When I was a Calculus II student many (about 4800) moons ago, our professor taught us an alternative to trig sub. For example, if we have $$ \int \frac{dx}{x^2\sqrt{x^2 - 9}}, $$ we would evaluate with trig sub by letting $x = 3\sec\theta$ and we'd get: \begin{align} \int \frac{dx}{x^2\sqrt{x^2 - 9}} &= \int\frac{3\sec\theta\tan\theta \, d\theta}{9\sec^2\theta\sqrt{9\sec^2\theta - 9}}\\[0.3cm] &= \frac{1}{3}\int\frac{\tan\theta\,d\theta}{\sec\theta \cdot 3\tan\theta}\\[0.3cm] &= \frac{1}{9} \int \cos\theta \, d\theta\\[0.3cm] &= \frac{1}{9} \sin\theta + C\\[0.3cm] &= \frac{\sqrt{x^2-9}}{9x} + C \end{align}
The alternative method he showed us goes like this for this problem: \begin{align} \int\frac{dx}{x^2\sqrt{x^2 - 9}} &= \int \frac{dx}{x^2\sqrt{x^2(1 - 9x^{-2})}}\\[0.3cm] &= \int\frac{dx}{x^3\sqrt{1 - 9x^{-2}}}\\[0.3cm] &= \int\frac{x^{-3} \, dx}{\sqrt{1 - 9x^{-2}}} \end{align} Yes, I know that technically $\sqrt{x^2} = |x|$. But trig sub also comes with domain restrictions.
Now let $u = 1 - 9x^{-2}$. Then $du = 18x^{-3} \, dx$ and we have: \begin{align} \int\frac{x^{-3} \, dx}{\sqrt{1 - 9x^{-2}}} &= \frac{1}{18}\int\frac{du}{\sqrt{u}}\\[0.3cm] &= \frac{1}{18} \cdot 2\sqrt{u} + C\\[0.3cm] &= \frac{\sqrt{1 - 9x^{-2}}}{9} + C \end{align}
Same answer, different form. My question has two parts, sort of (since an answer to #1 could point to an answer to #2).
- Does anyone know the history of this method?
- Is this method perfectly interchangeable with trig sub? In other words, can an integral be done using this method iff it can also be done using trig sub?

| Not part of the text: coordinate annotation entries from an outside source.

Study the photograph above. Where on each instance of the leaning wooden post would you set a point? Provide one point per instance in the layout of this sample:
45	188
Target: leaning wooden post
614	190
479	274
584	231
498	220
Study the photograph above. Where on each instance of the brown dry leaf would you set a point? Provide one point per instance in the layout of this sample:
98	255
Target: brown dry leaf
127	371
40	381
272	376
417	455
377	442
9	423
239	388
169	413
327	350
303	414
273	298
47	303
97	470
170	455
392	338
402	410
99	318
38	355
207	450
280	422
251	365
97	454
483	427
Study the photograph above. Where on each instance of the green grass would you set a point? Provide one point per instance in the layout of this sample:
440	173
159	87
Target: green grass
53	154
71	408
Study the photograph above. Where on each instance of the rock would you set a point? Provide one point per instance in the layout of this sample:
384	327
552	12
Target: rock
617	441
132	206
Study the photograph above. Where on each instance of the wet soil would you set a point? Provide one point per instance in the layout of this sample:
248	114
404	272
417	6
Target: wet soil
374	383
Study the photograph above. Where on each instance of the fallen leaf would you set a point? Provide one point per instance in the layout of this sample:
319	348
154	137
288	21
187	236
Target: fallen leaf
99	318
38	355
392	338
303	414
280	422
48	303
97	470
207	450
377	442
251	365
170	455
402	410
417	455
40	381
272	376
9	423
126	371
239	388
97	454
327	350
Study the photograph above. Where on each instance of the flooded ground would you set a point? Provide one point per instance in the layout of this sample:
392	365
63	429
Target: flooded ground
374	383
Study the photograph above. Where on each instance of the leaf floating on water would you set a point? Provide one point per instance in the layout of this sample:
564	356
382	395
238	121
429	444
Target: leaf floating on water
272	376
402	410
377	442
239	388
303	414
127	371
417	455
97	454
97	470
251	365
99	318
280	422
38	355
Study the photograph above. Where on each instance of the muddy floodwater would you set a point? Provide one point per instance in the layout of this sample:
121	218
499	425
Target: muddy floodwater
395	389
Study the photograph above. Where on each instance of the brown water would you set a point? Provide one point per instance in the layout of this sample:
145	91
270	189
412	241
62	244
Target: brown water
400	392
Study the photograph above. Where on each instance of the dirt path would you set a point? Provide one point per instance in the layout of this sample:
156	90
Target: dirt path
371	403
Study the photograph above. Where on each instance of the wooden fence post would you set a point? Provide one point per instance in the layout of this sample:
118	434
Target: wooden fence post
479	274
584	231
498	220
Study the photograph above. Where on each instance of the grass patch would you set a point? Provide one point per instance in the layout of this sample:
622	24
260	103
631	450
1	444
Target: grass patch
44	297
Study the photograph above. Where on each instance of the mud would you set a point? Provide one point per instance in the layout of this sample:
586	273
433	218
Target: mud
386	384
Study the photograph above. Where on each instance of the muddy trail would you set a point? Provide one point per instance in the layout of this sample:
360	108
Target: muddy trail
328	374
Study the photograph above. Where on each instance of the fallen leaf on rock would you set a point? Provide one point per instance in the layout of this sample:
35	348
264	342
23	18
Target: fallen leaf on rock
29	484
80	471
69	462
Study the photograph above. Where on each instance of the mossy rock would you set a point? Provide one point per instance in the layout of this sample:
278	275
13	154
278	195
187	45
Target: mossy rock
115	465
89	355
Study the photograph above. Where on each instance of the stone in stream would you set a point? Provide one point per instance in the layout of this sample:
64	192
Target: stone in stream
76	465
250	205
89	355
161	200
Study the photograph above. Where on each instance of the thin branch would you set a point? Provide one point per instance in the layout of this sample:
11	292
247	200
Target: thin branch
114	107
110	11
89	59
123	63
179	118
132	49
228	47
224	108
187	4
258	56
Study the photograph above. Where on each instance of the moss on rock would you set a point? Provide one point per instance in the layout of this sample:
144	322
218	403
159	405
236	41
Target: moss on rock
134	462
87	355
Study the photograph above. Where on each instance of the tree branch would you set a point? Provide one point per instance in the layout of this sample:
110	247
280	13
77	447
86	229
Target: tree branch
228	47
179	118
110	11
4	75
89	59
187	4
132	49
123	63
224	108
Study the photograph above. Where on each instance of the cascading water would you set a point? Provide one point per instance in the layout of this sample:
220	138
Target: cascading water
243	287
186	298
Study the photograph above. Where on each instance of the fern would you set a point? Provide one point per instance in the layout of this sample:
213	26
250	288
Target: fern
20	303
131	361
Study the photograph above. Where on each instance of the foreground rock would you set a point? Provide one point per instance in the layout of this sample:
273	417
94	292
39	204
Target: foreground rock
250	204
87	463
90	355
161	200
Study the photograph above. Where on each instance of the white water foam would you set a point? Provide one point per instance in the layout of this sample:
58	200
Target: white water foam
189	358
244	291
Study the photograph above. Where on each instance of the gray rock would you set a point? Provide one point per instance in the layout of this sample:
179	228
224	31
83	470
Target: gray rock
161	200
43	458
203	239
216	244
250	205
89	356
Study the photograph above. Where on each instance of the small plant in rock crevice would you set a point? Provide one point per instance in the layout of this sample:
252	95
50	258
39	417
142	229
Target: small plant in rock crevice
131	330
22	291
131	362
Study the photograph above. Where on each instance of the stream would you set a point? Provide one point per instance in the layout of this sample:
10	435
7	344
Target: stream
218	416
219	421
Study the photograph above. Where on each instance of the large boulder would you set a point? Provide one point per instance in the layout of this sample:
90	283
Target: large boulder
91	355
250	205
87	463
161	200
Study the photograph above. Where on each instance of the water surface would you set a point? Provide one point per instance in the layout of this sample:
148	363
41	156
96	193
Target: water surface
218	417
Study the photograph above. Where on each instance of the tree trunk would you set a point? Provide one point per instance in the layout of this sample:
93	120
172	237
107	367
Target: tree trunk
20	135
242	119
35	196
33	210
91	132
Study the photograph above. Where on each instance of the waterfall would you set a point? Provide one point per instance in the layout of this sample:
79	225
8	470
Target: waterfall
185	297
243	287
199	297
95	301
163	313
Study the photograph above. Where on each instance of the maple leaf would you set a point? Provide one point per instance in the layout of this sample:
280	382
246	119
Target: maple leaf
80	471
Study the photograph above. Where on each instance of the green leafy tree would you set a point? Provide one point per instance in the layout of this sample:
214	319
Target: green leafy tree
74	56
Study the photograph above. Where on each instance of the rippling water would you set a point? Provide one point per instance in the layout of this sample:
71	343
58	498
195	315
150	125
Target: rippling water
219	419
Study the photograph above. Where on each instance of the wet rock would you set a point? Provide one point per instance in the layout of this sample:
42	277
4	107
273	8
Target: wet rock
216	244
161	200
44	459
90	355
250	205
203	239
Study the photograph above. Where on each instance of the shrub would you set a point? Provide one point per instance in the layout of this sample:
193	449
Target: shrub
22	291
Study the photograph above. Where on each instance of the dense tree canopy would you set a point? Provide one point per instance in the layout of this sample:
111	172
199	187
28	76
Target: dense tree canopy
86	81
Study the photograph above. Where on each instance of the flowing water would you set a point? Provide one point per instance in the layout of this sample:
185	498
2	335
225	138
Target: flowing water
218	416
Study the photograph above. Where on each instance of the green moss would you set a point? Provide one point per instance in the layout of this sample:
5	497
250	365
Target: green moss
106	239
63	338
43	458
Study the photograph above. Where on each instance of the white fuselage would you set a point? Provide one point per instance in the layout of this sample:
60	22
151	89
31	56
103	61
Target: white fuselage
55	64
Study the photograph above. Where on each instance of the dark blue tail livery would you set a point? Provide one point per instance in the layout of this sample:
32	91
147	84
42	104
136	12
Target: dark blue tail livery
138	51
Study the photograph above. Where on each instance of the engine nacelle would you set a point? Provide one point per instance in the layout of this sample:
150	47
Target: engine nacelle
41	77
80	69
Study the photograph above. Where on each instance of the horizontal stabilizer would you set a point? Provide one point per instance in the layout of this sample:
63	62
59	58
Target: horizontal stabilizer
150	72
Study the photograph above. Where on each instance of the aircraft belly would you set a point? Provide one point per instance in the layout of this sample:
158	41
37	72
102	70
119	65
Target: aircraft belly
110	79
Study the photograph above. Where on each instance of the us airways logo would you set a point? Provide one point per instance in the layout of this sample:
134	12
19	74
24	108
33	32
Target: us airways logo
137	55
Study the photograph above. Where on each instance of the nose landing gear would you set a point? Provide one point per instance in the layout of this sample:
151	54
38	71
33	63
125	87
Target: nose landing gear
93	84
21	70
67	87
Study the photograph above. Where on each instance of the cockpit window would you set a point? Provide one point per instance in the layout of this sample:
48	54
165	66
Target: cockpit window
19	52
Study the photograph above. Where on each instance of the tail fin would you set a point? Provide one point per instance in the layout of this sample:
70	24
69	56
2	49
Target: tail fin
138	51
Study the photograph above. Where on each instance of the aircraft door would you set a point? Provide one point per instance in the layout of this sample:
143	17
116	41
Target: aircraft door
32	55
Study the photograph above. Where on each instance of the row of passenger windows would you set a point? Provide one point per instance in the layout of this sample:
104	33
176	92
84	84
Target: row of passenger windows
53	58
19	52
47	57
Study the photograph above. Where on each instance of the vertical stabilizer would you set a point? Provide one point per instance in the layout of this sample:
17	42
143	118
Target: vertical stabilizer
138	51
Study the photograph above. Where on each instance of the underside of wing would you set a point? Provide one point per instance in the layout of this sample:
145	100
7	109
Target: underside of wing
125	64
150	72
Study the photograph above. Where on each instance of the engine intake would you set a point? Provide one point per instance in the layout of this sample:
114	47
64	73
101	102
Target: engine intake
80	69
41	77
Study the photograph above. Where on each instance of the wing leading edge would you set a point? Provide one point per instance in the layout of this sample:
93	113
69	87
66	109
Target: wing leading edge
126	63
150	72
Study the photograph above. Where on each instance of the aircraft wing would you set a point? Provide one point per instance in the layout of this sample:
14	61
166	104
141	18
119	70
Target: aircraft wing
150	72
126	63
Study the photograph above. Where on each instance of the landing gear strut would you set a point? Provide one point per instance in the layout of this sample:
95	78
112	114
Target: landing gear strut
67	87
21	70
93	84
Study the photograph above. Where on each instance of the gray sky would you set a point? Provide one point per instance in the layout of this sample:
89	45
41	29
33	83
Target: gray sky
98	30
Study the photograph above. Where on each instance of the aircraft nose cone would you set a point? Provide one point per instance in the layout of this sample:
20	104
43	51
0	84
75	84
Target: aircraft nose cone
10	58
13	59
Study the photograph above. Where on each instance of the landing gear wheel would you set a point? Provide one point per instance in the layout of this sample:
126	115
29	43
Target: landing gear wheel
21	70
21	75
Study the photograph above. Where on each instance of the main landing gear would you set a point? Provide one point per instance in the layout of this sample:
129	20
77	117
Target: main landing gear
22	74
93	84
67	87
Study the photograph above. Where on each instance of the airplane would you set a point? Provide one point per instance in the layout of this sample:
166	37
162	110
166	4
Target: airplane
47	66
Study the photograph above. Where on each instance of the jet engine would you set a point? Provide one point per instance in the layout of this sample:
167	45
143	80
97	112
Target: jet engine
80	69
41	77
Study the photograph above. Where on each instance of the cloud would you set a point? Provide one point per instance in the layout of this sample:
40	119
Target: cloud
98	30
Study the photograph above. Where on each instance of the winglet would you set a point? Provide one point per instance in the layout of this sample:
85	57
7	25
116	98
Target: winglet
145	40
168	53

IIRC, which I may not because of all the moons, our professor said there's no "general formula" to get this to work. You just kind of have to eyeball it and try it. But I don't remember him saying whether or not it would work all the time.
Thanks!